There are many initiatives in different countries and/or within standardization bodies (HL7, CEN)aiming at proposing standard structured architecture for anatomic pathology reports.

  • CAP (US): Cancer Protocoles and checklists
  • SFP/INCa (France): CRFS
  • Royal College (UK)
  • CEN TC 251 WI 130.1.1:2003

The obective of this white paper is to collect, analyze and summarize these different initiative in order to discuss the available technical solution to store and share strucred reports in anatomic pathology and to choose the most appropriate one.

Confidentiality issues are out of the scope of this white paper

According to CEN TC 251 WI 130.1.1:2003 a histology report may be divided into sections describing the: macroscopic appearance, microscopic features and the conclusion of the service provider based on these findings. Each of these sections may consist of free-text, measurements (e.g. size, weight etc.) and code values representing the findings.Different healthcare parties may be responsible for different parts of a report. Furthermore, overall responsibility for reviewing and signing-off the reports may rest with yet another supervisory healthcare party.

3. Key Use Case

The anatomic pathology report (APR) documents the pathologic findings in tissues removed from patients. These findings provide diagnostic and prognostic information which can be used individually in patient care or collectively in clinical and epidemiology research.

PATIENT CARE : Use case 1 : anatomic pathology reporting for clinicians Use case 2 : anatomic pathology reporting for healthcare networks (e.g multidisciplinary meetings in oncology)

EPIDEMIOLOGY and RESEARCH Use case 1 : anatomic pathology reporting for public health agencies (cancer registries, center of disease control, etc) Use case 2 : anatomic pathology reporting for tissue banking

Moreover, for each use case we have to consider synoptic/structured reports related to different specimen types : surgical pathology (operative specimen and biopsies),cytology, autopsy and tissue micro array (for research).

4. Standards & Systems

  • XDS - CDA
  • cf LAB domain
  • HL7 v3 : Domaines Laboraory, Specimen, Observation

5. Discussion

Will be especially considered the following issues and barriers :

  • Medical consensus is not easy to achieve at regional/national/international level about important features that should be reported as well as the vocabulary and/or code system to use.
  • Standard information models (templates) are not available.
  • "International" code systems are mainly available in English and ther content coverage with regards to the content of anatomic pathology reports has not been formally evaluated
  • Structured reports may be built from different sources(APIS, post processing station ("evidence" creation), etc).

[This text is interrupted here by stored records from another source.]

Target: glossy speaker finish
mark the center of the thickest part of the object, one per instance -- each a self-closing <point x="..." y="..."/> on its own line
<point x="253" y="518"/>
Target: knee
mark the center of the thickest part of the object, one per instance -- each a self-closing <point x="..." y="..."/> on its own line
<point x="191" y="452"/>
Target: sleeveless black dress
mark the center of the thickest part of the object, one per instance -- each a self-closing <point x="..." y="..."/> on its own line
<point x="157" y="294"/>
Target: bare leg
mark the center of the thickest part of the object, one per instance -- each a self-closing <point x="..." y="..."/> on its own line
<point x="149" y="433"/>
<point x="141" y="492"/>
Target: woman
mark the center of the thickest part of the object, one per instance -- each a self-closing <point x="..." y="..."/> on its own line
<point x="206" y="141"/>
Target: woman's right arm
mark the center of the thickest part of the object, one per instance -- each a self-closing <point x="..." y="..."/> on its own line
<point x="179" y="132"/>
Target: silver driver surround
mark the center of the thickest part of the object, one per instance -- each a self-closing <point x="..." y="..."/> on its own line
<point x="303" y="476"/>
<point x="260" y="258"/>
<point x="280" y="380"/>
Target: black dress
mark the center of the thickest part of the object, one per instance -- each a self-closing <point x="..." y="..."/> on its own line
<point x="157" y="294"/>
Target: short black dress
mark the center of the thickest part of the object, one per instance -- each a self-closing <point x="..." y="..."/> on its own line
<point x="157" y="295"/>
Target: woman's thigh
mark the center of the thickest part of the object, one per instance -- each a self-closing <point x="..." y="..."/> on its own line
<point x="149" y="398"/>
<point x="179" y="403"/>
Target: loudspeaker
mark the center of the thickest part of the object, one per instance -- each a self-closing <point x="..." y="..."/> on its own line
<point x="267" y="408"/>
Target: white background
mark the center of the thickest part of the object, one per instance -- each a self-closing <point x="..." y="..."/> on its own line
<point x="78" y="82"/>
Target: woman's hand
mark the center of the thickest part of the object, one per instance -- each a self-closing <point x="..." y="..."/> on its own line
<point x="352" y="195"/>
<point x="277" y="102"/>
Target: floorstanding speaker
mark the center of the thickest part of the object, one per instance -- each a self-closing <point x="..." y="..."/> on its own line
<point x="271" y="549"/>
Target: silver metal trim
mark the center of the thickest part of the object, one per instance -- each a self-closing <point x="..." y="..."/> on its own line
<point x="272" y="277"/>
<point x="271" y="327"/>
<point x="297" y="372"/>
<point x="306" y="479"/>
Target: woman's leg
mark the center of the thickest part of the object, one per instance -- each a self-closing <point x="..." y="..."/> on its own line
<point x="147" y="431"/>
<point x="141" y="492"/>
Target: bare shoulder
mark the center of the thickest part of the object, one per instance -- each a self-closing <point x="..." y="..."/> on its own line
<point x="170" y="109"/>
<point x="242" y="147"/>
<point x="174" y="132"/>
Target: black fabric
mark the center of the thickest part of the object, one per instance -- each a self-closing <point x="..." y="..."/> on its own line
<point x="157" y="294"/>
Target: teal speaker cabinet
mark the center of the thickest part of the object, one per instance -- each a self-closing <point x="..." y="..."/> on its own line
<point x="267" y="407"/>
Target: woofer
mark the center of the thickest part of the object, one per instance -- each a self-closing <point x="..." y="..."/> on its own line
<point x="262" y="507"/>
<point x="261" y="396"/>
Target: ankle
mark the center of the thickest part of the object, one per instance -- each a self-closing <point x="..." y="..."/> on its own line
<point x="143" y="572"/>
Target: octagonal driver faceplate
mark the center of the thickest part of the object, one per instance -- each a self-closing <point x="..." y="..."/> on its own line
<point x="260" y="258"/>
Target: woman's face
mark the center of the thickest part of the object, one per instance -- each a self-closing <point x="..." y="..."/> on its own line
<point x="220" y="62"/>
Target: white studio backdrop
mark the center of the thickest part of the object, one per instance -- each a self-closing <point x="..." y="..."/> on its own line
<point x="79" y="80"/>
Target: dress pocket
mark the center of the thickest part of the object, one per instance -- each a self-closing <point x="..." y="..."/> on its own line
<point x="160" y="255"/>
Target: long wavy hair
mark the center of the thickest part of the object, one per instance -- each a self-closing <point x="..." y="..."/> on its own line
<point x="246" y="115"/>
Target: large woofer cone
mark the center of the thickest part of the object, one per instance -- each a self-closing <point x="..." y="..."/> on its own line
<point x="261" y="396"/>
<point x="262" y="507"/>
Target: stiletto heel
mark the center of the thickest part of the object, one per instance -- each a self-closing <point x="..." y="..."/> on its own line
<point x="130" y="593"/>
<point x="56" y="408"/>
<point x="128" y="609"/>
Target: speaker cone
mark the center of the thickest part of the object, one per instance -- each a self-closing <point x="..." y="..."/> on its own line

A crucial issue is to identify a technical solution to handle templates of structured reports including findings and their evidences. It should be possible to link each observation or finding to the specimen source (part(s) (Box ID) for macroscopic findings, tissue item (Slide ID) for microscopic findings)).
  • Moreover it must be possible to link each observation or finding to the image(s) or region of interest of image(s) acquired from the specimen source. Complex diagnostic structured reports include numeric quantitative measurement, images or graphs, image annotation and links between image (and/or evidence) information and textual information.
  • Structured reports may be designed for multple uses : patient care but also "secondary use" (clinical research, cancer registries, cancer multi(disciplinary meetings, etc). We have to carefully analyse these different contexts of producing structured reports (workflow) in order to define both templates and IT solution to support these different uses.